Zwischenruf

von Prof. Susanne Heine (Wien)

Was die Schöpfung erzählt

"Geh aus, mein Herz, und suche Freud in dieser lieben Sommerzeit an deines Gottes Gaben", so beginnt ein fröhliches Lied von Paul Gerhard. "Der Himmel erzählt die Herrlichkeit Gottes, und das Firmament verkündet das Werk seiner Hände", heißt es in Psalm 19. Freilich habe ich auch gleich die Einwände im Ohr: Und die Naturkatastrophen? Erdbeben, Tsunamis, Überschwemmungen? Das soll die gute Schöpfung Gottes sein?

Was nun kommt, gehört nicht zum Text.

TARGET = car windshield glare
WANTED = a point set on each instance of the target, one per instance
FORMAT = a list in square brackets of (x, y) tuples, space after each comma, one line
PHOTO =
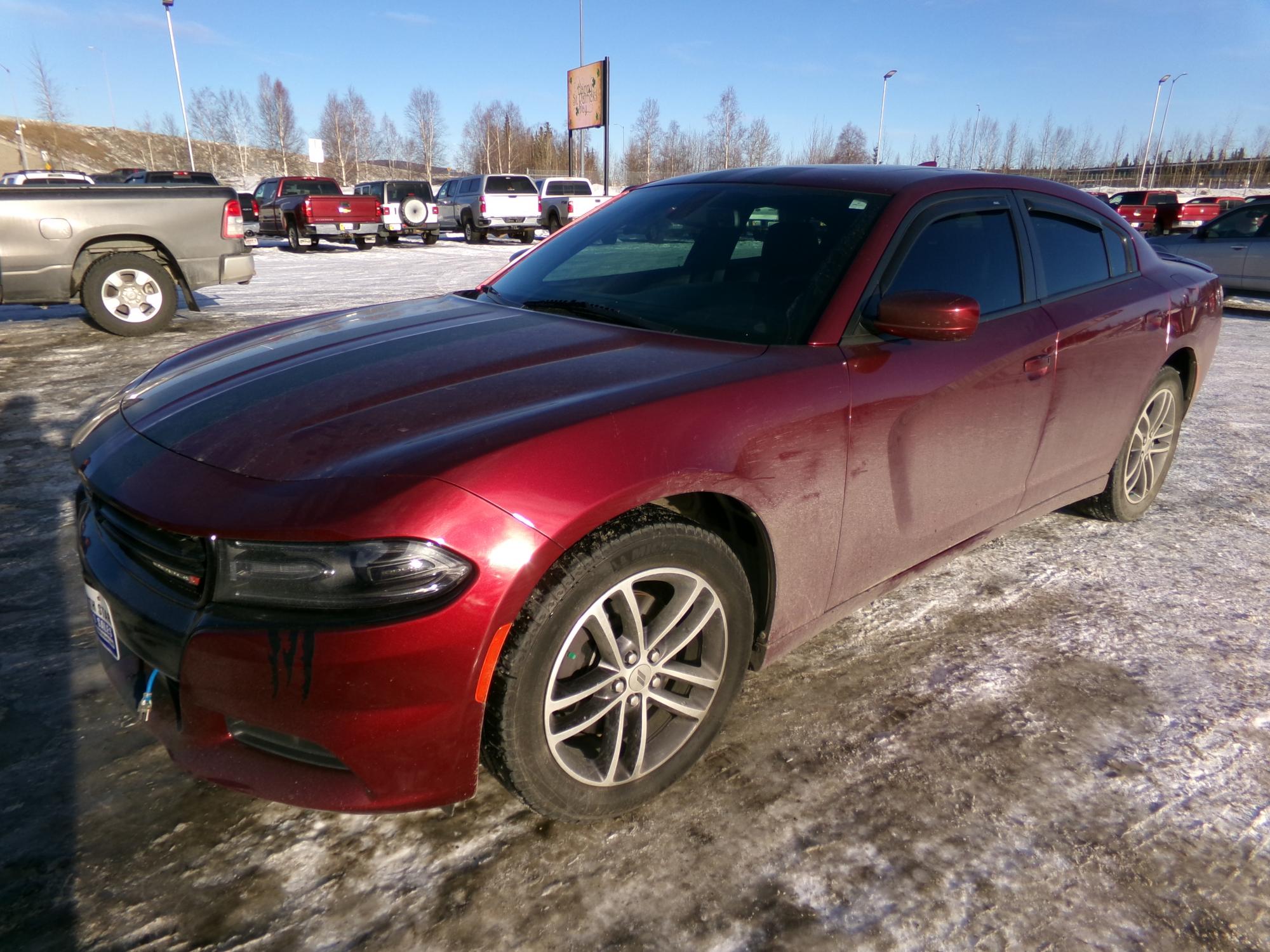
[(725, 261)]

Ich versuche das mit Psalm 19 zu sehen. Wenn Gott alles geschaffen und ins Leben gerufen hat, die ganze Erde, dann ist auch die Natur ein lebendiges Wesen. Dann hat auch die Erde eine Geschichte, und Erdgeschichte ist auch ein Thema der Naturwissenschaft. Dann kennt auch die Natur Zeiten der Krise - wie wir. Wer in eine Krise gerät, braucht Anteilnahme und Hilfe. Warum sollte das für die Natur als einem lebendigen Wesen nicht ebenfalls zutreffen?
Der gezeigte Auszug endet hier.